Stambaugh Charter starts year with new principal


By Denise Dick

denise_dick@vindy.com

YOUNGSTOWN

Landon Brown walks the hallways of Stambaugh Charter Academy, high-fiving students as he greets them with a big smile.

But the new principal corrects inappropriate dress when he sees it, too.

“Expectations,” he said. “Put your shoes on, tuck in your shirt — high expectations.”

It’s the first week of classes for students at the school on the city’s West Side and for Brown, who came to Stambaugh from Atlanta, where he spent 16 years as a teacher, middle-school and high-school assistant principal and principal. Most of that time was in urban schools, and all of it was in traditional public schools.

Alan Harper, the school’s former principal, left to start another school in Michigan.

Brown has initiated three main changes for his first year at the kindergarten- through eighth-grade building, which is a National Heritage Academies school.

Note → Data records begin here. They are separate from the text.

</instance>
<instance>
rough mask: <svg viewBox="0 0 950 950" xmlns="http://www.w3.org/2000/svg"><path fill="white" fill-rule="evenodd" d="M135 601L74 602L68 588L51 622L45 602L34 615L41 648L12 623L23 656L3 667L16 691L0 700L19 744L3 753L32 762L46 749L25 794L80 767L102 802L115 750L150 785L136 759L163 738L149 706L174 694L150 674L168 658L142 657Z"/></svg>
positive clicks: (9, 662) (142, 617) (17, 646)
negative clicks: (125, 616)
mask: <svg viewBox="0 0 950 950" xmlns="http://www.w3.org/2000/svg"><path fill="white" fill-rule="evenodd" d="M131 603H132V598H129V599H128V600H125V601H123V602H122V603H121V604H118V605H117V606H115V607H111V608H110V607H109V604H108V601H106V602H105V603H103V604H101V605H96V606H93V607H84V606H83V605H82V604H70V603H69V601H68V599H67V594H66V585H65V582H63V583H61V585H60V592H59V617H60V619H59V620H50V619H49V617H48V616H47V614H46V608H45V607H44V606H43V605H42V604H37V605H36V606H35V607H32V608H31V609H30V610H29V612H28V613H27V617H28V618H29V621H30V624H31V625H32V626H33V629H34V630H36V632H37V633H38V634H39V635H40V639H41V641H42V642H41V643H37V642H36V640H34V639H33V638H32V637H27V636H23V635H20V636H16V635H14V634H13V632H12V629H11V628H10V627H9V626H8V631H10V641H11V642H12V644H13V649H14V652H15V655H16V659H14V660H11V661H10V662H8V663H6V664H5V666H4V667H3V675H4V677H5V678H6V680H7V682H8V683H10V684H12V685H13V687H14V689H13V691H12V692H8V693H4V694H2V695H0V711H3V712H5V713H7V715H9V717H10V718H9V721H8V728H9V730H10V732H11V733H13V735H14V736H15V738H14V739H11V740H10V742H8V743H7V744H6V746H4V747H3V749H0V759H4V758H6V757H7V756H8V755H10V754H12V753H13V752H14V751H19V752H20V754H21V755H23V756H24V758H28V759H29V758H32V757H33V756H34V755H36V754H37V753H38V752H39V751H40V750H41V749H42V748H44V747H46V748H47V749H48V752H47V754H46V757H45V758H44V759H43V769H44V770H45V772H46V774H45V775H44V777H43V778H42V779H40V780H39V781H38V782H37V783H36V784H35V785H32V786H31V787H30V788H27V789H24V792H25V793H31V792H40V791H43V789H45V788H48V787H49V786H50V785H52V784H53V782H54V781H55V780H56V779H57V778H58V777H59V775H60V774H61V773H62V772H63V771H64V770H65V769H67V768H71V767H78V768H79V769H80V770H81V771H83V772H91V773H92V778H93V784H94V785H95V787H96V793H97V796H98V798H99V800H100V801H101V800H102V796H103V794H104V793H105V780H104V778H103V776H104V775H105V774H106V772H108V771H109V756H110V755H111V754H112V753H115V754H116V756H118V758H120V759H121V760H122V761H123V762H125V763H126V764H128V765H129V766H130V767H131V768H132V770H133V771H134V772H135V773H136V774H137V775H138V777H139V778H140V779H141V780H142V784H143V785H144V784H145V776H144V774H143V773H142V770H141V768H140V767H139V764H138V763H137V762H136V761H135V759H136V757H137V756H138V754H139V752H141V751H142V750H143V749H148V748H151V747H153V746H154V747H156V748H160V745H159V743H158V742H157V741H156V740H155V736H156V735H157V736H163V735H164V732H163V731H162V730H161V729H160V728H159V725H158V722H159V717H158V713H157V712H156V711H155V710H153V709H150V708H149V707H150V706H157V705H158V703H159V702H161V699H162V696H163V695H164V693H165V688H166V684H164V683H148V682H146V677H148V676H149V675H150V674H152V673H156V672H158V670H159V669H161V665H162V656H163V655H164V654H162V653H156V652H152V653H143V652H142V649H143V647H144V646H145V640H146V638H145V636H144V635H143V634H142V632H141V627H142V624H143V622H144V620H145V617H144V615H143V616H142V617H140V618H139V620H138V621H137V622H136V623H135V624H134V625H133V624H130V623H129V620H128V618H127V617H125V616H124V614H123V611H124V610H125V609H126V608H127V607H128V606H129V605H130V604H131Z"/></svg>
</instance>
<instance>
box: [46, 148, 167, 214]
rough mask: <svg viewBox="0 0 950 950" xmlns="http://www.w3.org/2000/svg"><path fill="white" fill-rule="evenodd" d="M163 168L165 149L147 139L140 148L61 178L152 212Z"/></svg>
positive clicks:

As part of NHA’s college and career-readiness emphasis, rather than referring to each classroom by the name of the teacher, it’s assigned the name of a university, from Ivy League to state or regional institutions.

“It puts them in that mindset that they will be college- ready,” Brown said.

The second initiative is starting each school day with students reciting Marianne Williamson’s “A Return to Love.”

“Our deepest fear is not that we are inadequate,” the poem reads. “Our deepest fear is that we are powerful beyond measure. It is our light, not our darkness that most frightens us.”

Middle-school students will have the poem memorized by Oct. 1, Brown said.

His third objective is to increase the rigor and relevance of instruction.

Brown was active in the Atlanta community as a mentor for young people and as a member of many community groups and organizations and said he looks forward to being involved in the Youngstown community, too.

Brown, who attended Morehouse College for one year before moving on to graduate from Georgia State University, says he has a passion for education that was instilled in him as a child. Both his mother and his grandmother were public-school teachers. His father was a correctional counselor.

“School saved both of my parents,” he said. “They both grew up on the South Side of Chicago in the projects.”

Though he tells students that education doesn’t guarantee success, “it gives you the ability to make a choice.”